Rocade de Rennes, une voiture en panne avance laborieusement poussée par 3 ombres qui se la joue collectif afin d’avancer vers la station-service la plus proche. L’enseigne brille d’un jaune électrique, et les lettres B.A.L.U.S.K semblent clignoter de manière nerveuse dans la grisaille industrielle. Le conducteur nous fixe du regard, prêt à remonter au volant d’une étrange 206 aussi sombre que la Peste Noire. Un des passagers fait le plein, le regard posé sur le compteur. L’autre est au téléphone hochant la tête sans prononcer un mot, avant de raccrocher au son d’un énigmatique « Dis-leur, Rien Ne Change». Ces visages me reviennent soudain en mémoire : ce sont ceux des échappés de l’Asile. Je décroche mon téléphone, le réseau est brouillé par une mélodie aussi aérienne que mécanique me plongeant dans ce qui semble être, au cœur d’une folie inavouée, leur Projet Initial.
Ce projet « arrive d’autre part [porté par] Skid, Lucio, Dj Baz, [voulant] deux fois plus le trône comme Anne de Bretagne ». Le tempo est donné, le triptyque rennais, première formation du groupe L’Asile revient en ayant ôté sa camisole de force et remet les pieds sur terre après s’être envolé en famille vers Oulan Bator.

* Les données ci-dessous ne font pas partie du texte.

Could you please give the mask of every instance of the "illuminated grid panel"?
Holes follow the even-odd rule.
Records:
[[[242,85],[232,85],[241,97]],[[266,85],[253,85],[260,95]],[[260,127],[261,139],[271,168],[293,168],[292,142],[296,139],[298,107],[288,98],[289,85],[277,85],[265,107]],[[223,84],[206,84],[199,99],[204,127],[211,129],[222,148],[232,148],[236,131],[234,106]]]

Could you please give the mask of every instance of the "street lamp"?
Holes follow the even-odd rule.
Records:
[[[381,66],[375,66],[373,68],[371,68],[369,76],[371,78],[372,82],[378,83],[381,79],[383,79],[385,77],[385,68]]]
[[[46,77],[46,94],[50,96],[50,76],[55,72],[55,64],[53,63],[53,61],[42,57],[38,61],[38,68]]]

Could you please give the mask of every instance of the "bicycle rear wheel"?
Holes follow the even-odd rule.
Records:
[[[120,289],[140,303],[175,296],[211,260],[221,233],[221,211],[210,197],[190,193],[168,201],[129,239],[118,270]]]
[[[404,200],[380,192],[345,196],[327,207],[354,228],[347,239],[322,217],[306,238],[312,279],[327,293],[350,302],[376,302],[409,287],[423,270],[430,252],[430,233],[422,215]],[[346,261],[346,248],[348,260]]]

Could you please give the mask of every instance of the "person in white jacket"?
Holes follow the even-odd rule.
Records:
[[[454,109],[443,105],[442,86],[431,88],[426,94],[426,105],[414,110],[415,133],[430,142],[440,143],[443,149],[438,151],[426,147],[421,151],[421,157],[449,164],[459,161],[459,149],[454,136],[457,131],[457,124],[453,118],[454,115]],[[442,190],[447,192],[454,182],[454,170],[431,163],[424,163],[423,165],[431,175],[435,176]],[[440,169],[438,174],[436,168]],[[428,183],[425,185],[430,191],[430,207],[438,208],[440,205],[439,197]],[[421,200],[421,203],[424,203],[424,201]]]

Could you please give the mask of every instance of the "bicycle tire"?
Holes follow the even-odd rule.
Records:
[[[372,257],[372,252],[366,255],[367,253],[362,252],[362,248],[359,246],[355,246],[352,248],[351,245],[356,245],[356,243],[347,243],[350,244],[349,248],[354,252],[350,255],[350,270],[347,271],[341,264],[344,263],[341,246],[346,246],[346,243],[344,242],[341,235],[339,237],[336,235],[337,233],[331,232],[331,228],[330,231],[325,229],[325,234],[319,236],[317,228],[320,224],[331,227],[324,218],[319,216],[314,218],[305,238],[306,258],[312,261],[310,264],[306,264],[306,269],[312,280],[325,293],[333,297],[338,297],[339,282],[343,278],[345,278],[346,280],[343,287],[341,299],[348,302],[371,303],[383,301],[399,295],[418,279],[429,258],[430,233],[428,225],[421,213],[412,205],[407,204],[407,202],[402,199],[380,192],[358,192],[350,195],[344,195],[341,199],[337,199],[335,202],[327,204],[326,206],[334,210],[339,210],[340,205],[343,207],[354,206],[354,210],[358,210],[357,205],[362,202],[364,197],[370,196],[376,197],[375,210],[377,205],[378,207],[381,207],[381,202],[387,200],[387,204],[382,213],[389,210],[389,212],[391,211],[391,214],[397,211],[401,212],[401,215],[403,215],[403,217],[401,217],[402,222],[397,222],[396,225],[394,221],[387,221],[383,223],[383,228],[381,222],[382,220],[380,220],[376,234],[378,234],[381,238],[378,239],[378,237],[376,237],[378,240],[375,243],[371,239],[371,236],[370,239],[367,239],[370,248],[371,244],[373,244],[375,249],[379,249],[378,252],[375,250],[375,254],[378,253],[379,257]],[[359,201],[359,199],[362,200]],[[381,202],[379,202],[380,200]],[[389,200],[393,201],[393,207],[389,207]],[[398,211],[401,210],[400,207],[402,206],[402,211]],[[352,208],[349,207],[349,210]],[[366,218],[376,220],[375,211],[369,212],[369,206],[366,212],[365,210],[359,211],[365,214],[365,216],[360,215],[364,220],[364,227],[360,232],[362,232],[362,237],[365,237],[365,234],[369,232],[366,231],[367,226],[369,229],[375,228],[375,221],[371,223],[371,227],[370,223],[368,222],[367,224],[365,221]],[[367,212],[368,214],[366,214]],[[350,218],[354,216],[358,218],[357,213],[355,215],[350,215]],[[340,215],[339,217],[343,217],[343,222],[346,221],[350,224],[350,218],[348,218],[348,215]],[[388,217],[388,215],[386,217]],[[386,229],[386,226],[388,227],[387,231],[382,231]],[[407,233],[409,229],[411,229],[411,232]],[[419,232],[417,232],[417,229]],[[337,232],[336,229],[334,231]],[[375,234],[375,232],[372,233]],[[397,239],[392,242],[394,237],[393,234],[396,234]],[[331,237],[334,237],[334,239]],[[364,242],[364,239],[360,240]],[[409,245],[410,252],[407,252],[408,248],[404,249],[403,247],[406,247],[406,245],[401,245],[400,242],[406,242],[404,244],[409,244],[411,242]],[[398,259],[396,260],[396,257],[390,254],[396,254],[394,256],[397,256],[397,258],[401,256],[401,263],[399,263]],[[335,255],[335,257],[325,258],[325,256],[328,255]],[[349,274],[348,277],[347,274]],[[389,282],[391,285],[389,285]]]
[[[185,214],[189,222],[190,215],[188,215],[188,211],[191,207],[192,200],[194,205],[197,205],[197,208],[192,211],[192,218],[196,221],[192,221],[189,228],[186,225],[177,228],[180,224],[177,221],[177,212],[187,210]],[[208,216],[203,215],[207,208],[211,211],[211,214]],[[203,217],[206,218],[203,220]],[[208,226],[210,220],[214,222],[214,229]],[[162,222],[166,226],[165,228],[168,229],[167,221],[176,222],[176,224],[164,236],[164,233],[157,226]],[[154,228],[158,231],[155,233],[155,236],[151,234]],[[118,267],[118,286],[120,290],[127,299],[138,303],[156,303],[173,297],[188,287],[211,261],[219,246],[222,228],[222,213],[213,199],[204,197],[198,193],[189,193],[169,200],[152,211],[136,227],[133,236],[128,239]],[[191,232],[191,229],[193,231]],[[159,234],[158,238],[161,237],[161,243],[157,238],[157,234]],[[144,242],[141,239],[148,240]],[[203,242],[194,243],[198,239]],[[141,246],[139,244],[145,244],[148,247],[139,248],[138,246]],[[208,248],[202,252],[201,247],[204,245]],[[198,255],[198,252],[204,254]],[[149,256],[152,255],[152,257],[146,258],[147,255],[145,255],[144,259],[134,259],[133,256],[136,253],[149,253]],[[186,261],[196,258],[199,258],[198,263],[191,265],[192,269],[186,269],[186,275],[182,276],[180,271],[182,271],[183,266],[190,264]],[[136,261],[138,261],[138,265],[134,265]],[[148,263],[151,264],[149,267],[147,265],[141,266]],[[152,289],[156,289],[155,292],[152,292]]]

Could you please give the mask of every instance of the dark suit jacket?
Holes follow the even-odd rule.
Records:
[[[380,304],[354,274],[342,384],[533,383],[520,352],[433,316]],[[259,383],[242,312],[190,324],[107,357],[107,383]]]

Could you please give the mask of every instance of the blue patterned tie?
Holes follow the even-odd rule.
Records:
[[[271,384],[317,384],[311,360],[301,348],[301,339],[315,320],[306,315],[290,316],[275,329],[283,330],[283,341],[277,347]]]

Le projet est entièrement produit par Dj Baz, qui fait preuve d’une polyvalence et d’une solide maîtrise du beatmaking aussi bien que du scratch. Le diamant de la platine s’agite avec efficacité pour venir ponctuer les refrains dualistes des deux MCs, comparses de longue date. C’est cette complicité et cette étonnante symbiose qui ressort dès la première écoute, tant la dimension d’album écrit à deux mains se fait prégnante. L’EP transpire d’une dimension scénique indéniable, il a été écrit pour être joué et faire trembler les planches des salles de concert du grand ouest. D’ailleurs, alors que « La foule se soulève, que toute la salle lève le bras Le B, le L, le S, dangereux comme la peste noire » sont bien partis pour propager ce poison aussi fiévreux qu’une rue de la soif un jeudi soir estudiantin.
D’un point de vue purement textuel, les deux rappeurs débutent sur un égotrip en bonne et due forme au flow affolant, empli de références à une pop culture qui ne les quitte jamais et fait mouche quand Lucio annonce « J’navigue entre l’aiguille d’l’horloge et la clepsydre/Yuri Orlov et Albert Fish, cocktails molotov, manneken pis ». Dealer de rimes ouvrant les yeux non sans mal, et dressant un constat social grisonnant se faisant parfois défaitiste, le duo n’a qu’un message face à un quotidien en impasse où « On t’propose une vie de chien, tout ça sans RTT/Voilà ton choix, c’est la SPA ou l’ASVP » alors Dis-Leur que l’alternative est réelle et que même si « l’omerta est certifiée, faudrait pas se faire niquer ».
La diatribe sociétale n’en finit pas, et le débat reprend à l’arrière de cette 206 roulant à pleine vitesse, tentant vainement de rattraper un temps filant bien trop vite. Sa dimension cyclique est indéniable, pareille à l’Ouroboros se mordant la queue tant Rien Ne Change « Depuis la physique quantique et l’église byzantine/ Jusqu’aux nano-technologies, tous ces clonages de masse/Le baromètre biologique au chômage, c’est le naufrage »… Toujours ce constat d’une jeunesse perdue et que l’on perd pour laquelle « rien ne change, mais tout évolue » en somme celle pour qui « le futur c’est le doute entre clair et obscur ».
S’extirpant enfin de ce mal-être, le trio revient avec son énergie communicative et ce feu fédérateur, porté par cette envie qui se la Joue Collectif où les deux rappeurs se renvoient la balle à merveille. L’EP se referme comme le coffre de la gova, sur un claquement bruyant faisant ressortir par les 6 lettres de BALUSK la triple entité que ces rennais forment. Entre éloge du temps passé et présent, d’une passion qui les mu et les transcende, ce morceau se fait une balade en hommage au chemin parcouru en équipe. Un dernier titre aux allures de départ en trombe dans un crissement de pneu, nous rappelant qu’il ne s’agit que du Projet Initial et que la suite est à retrouver à la pompe d’une future station puisque « La distance est longue » et qu’ils se disent « déjà trop vieux pour mourir jeunes ».